Iowa is part of a growing movement in the United States toward specialty courts. Specialty courts often deal with drug problems, but one that opened in Black Hawk County in early September handles mental health issues. Judge Thomas Bower presides over the court and says it handles cases differently than traditional courts.
Bower says they screen people that may need mental health services “that are often times kind of in the revolving door of the criminal justice system.” He says they try to use a “holistic” approach to deal with all other issues that come up besides the criminal offense to get at the course issue along with the mental issue to keep them out of the court system after they complete a probationary period.
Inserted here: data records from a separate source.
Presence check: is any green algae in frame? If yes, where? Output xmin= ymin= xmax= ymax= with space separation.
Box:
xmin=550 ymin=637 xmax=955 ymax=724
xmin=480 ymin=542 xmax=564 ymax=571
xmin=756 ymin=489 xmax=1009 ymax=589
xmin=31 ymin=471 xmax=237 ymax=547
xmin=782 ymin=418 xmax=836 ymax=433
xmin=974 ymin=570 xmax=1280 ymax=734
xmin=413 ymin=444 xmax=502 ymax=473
Bower says more is asked of the people in this system.
Bower says if you go to prison you may serve 20 to 50-percent of your sentence and then you are paroled. In this program those involved see a judge every other week, and you also meet with a probation officer and mental health counselor and psychiatrists every week. Bower says the people in the program have huge goals they have to meet to satisfy the requirements to make themselves better instead of just doing the minimum required. He says the specialty courts are better for everyone in the long run.
Bower says if people weren’t in the special court, they would be either in be in jail or prison. He says when you take the cost of locking someone up compared to the cost of having them in the community, the costs are much lower to have them in the community.
The first specialty court in Iowa was created in Woodbury County in 2002. Bower made his comments on the Iowa Public Radio program, “The Exchange.”